事業承継税制とは、中小企業の創業者が高齢化する中、スムーズに事業承継ができるように相続税や贈与税を軽減する制度で、正式には「非上場株式についての相続税(贈与税)の納税猶予の特例」と言います。
あくまで免除ではなく、商売を続けることを前提とする猶予なんですが、要件が厳しいため、認定数は全国で年間500件に満たず、十分に活用されているとは言えません。
そこで使いやすいように要件が少しずつ緩和されており、今回の改正でも次のような点が変わります(H29.1.1以後の相続・贈与から)。
1.精算課税贈与も対象に
<従来>
贈与税の納税猶予を受けたあとで何らかの事情で要件を満たさなくなると認定が取り消され、多額の贈与税を払わななければなりませんでした。
1億円の株なら贈与税は約4800万円になります。
<改正>
認定の取り消しがあった場合に相続時精算課税が使えるようになりました。
1億円の株なら贈与税は1500万円に軽減され、さらに相続時に精算されるので納税猶予を始めからしなかった場合と同程度の税額で済むようになります。
2.雇用確保要件の緩和
<従来>
8割の雇用を確保することも猶予の条件の1つですが、従来の計算では1人未満の端数は切り上げでした。

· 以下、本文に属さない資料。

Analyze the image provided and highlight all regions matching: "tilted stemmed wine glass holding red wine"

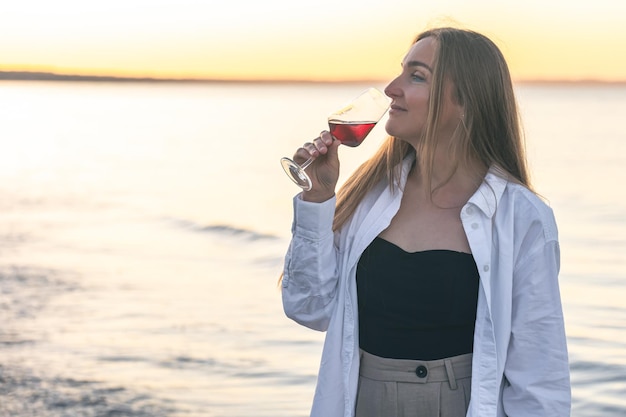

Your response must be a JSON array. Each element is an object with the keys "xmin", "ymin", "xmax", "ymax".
[{"xmin": 280, "ymin": 88, "xmax": 389, "ymax": 191}]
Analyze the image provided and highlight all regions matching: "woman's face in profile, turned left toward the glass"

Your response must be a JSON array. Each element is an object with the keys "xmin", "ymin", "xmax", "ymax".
[{"xmin": 385, "ymin": 37, "xmax": 462, "ymax": 147}]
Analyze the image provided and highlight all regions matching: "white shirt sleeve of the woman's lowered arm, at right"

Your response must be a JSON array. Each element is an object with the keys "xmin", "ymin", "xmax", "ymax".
[{"xmin": 502, "ymin": 239, "xmax": 571, "ymax": 417}]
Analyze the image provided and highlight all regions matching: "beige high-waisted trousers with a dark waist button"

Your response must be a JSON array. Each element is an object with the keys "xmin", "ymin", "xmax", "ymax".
[{"xmin": 356, "ymin": 351, "xmax": 472, "ymax": 417}]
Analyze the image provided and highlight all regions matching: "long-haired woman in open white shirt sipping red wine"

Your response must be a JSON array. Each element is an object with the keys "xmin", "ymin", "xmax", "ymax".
[{"xmin": 282, "ymin": 28, "xmax": 571, "ymax": 417}]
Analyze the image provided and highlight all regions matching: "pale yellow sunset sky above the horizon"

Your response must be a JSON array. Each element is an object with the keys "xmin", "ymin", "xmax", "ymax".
[{"xmin": 0, "ymin": 0, "xmax": 626, "ymax": 81}]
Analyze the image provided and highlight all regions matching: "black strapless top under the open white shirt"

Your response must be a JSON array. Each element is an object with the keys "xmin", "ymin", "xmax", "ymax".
[{"xmin": 356, "ymin": 238, "xmax": 479, "ymax": 360}]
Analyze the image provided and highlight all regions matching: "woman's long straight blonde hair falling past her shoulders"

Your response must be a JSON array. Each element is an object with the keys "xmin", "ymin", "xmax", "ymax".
[{"xmin": 333, "ymin": 27, "xmax": 531, "ymax": 230}]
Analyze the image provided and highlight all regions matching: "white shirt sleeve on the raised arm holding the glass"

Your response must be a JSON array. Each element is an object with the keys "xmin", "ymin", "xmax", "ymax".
[{"xmin": 282, "ymin": 195, "xmax": 339, "ymax": 331}]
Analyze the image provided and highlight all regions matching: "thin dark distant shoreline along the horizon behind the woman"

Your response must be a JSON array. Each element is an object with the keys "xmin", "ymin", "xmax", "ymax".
[{"xmin": 0, "ymin": 71, "xmax": 626, "ymax": 85}]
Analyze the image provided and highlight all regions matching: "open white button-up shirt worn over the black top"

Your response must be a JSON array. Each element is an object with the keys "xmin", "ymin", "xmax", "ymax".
[{"xmin": 282, "ymin": 160, "xmax": 571, "ymax": 417}]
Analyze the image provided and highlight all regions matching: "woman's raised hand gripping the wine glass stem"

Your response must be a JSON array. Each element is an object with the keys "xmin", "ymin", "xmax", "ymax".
[{"xmin": 293, "ymin": 130, "xmax": 340, "ymax": 203}]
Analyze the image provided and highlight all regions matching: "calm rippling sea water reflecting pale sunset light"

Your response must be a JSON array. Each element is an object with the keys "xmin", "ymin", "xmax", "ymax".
[{"xmin": 0, "ymin": 82, "xmax": 626, "ymax": 417}]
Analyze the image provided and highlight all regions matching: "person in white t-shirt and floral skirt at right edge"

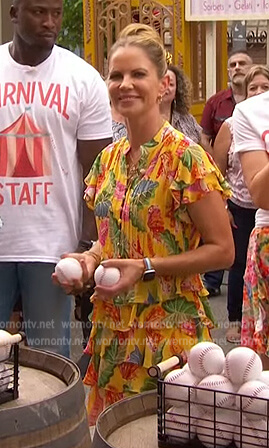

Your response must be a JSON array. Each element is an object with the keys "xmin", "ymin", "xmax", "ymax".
[{"xmin": 234, "ymin": 71, "xmax": 269, "ymax": 370}]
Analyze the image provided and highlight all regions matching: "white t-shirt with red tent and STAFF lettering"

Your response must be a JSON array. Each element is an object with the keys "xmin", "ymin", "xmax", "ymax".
[{"xmin": 0, "ymin": 44, "xmax": 112, "ymax": 262}]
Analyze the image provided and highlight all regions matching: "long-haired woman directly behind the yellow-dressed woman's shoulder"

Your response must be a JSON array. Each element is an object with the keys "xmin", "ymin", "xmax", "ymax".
[{"xmin": 160, "ymin": 65, "xmax": 202, "ymax": 143}]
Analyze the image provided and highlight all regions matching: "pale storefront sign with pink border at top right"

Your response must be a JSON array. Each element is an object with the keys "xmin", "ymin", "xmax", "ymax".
[{"xmin": 185, "ymin": 0, "xmax": 269, "ymax": 21}]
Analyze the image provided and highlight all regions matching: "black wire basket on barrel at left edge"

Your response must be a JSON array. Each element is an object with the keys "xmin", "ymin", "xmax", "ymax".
[{"xmin": 0, "ymin": 343, "xmax": 19, "ymax": 404}]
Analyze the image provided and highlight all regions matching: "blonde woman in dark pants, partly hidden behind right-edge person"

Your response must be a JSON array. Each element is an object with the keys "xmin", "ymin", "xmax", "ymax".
[{"xmin": 213, "ymin": 65, "xmax": 269, "ymax": 342}]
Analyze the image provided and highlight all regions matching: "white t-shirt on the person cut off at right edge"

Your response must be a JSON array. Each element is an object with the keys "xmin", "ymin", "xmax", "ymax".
[{"xmin": 233, "ymin": 92, "xmax": 269, "ymax": 227}]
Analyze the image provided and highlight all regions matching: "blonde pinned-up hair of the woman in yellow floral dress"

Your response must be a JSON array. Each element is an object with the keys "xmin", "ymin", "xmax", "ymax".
[{"xmin": 108, "ymin": 23, "xmax": 167, "ymax": 79}]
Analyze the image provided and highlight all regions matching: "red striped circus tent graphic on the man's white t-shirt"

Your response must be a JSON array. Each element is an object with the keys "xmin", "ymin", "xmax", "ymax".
[{"xmin": 0, "ymin": 112, "xmax": 51, "ymax": 177}]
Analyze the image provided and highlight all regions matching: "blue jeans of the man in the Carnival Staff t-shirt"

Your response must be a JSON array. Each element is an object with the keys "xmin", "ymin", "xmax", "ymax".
[{"xmin": 0, "ymin": 262, "xmax": 71, "ymax": 357}]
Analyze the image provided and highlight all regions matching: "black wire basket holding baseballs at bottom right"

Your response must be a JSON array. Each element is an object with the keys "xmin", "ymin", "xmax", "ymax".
[{"xmin": 149, "ymin": 356, "xmax": 269, "ymax": 448}]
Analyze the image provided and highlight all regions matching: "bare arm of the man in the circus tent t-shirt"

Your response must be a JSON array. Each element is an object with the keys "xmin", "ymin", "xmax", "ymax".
[{"xmin": 77, "ymin": 138, "xmax": 112, "ymax": 250}]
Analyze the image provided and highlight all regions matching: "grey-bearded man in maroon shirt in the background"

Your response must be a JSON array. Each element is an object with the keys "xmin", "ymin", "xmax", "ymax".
[{"xmin": 201, "ymin": 50, "xmax": 252, "ymax": 297}]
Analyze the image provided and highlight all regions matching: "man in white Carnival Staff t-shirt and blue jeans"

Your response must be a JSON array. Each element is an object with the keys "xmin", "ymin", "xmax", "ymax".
[{"xmin": 0, "ymin": 0, "xmax": 112, "ymax": 356}]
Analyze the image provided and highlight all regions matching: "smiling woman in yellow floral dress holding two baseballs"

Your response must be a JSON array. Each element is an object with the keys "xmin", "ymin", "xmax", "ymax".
[{"xmin": 55, "ymin": 24, "xmax": 233, "ymax": 425}]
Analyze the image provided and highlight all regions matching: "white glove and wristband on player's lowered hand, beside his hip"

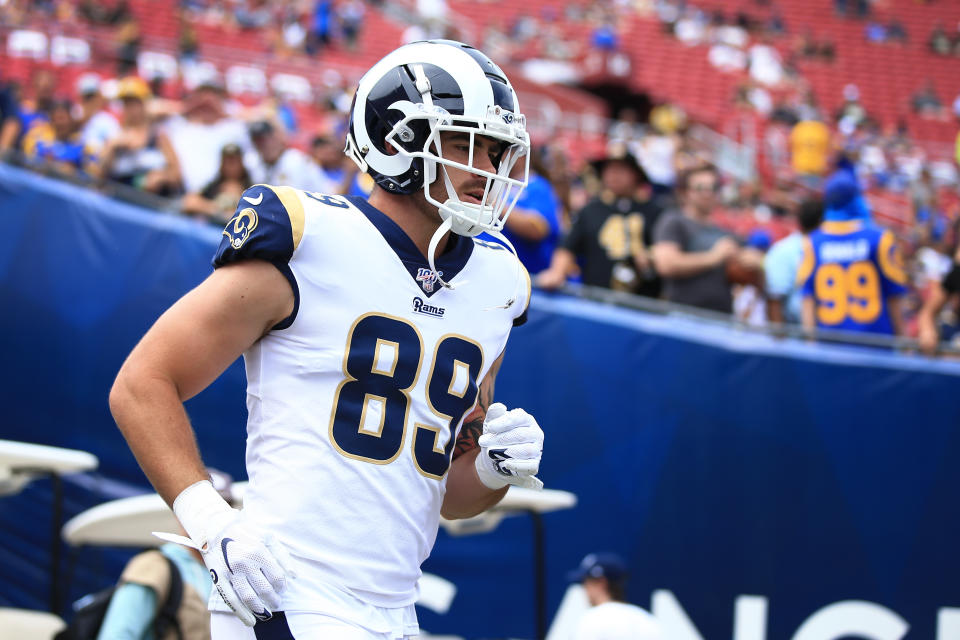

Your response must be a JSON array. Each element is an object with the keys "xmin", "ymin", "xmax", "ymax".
[{"xmin": 168, "ymin": 480, "xmax": 293, "ymax": 627}]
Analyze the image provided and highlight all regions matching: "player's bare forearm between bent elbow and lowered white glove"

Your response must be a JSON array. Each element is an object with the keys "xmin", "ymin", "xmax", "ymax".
[{"xmin": 110, "ymin": 365, "xmax": 207, "ymax": 505}]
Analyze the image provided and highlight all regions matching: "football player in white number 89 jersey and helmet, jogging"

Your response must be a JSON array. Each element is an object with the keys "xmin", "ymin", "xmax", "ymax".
[{"xmin": 110, "ymin": 41, "xmax": 543, "ymax": 640}]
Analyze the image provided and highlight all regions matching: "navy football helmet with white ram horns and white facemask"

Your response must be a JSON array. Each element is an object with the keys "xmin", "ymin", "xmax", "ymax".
[{"xmin": 345, "ymin": 40, "xmax": 530, "ymax": 245}]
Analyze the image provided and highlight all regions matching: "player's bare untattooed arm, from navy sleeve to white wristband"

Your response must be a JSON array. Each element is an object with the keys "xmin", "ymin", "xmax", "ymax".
[{"xmin": 110, "ymin": 260, "xmax": 293, "ymax": 504}]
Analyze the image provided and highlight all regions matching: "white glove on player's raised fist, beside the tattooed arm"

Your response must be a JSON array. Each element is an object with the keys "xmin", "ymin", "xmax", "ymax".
[{"xmin": 476, "ymin": 402, "xmax": 543, "ymax": 491}]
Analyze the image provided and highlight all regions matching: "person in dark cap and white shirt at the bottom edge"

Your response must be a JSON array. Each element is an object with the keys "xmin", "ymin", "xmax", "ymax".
[{"xmin": 568, "ymin": 553, "xmax": 664, "ymax": 640}]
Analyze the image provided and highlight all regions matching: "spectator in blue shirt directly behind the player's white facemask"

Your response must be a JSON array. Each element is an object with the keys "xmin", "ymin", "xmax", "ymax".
[{"xmin": 503, "ymin": 152, "xmax": 560, "ymax": 275}]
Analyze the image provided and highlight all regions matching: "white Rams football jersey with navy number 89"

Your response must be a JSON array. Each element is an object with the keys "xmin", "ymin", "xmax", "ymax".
[{"xmin": 214, "ymin": 185, "xmax": 530, "ymax": 611}]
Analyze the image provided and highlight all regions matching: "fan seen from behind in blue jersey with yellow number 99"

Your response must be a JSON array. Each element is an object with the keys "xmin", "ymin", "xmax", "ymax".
[{"xmin": 798, "ymin": 172, "xmax": 907, "ymax": 334}]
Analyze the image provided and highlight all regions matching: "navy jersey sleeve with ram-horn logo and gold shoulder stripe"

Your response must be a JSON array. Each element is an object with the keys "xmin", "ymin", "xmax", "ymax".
[{"xmin": 213, "ymin": 184, "xmax": 304, "ymax": 329}]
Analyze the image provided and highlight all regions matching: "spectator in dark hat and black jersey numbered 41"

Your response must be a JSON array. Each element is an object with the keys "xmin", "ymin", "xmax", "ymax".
[{"xmin": 536, "ymin": 147, "xmax": 660, "ymax": 297}]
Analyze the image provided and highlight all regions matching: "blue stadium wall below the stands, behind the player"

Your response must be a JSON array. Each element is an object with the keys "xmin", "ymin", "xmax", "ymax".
[{"xmin": 0, "ymin": 166, "xmax": 960, "ymax": 640}]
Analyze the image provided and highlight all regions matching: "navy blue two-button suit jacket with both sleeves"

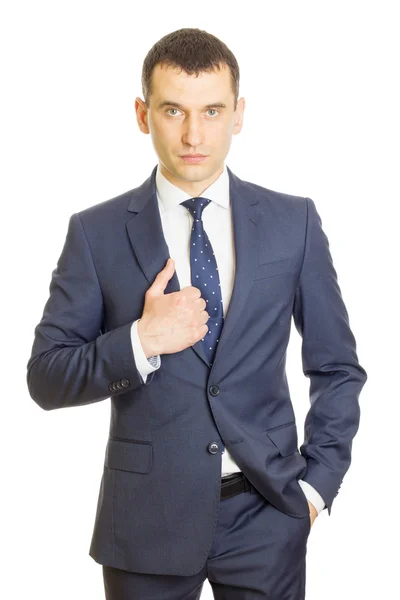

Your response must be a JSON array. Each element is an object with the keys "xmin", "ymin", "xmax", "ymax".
[{"xmin": 27, "ymin": 167, "xmax": 367, "ymax": 575}]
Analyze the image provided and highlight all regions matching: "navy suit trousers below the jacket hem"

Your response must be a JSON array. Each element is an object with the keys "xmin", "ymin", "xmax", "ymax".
[{"xmin": 103, "ymin": 484, "xmax": 311, "ymax": 600}]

すると4人以下の会社では1人減ると必ず要件を満たさないことになります。
4人×80%=3.2人 ∴4人
<改正>
端数を切り捨てに変更し、4人以下の会社で1人減るだけなら8割の雇用確保要件を満たすこととなりました。
4人×80%=3.2人 ∴3人
3.災害や取引先倒産のケースの救済
<従来>
災害や取引先の倒産が理由であっても8割の雇用確保ができなければ認定が取り消され、多額の贈与税が発生していました。
<改正>
被害に応じて雇用確保条件が免除又は緩和されます。
細かい改正ですが、導入の障害になっている項目を1つずつ取り除いていっている感じです。
要件にハマれば効果は大きいので計画的に事業承継を考える際には”事業承継税制”の活用も検討していきましょう。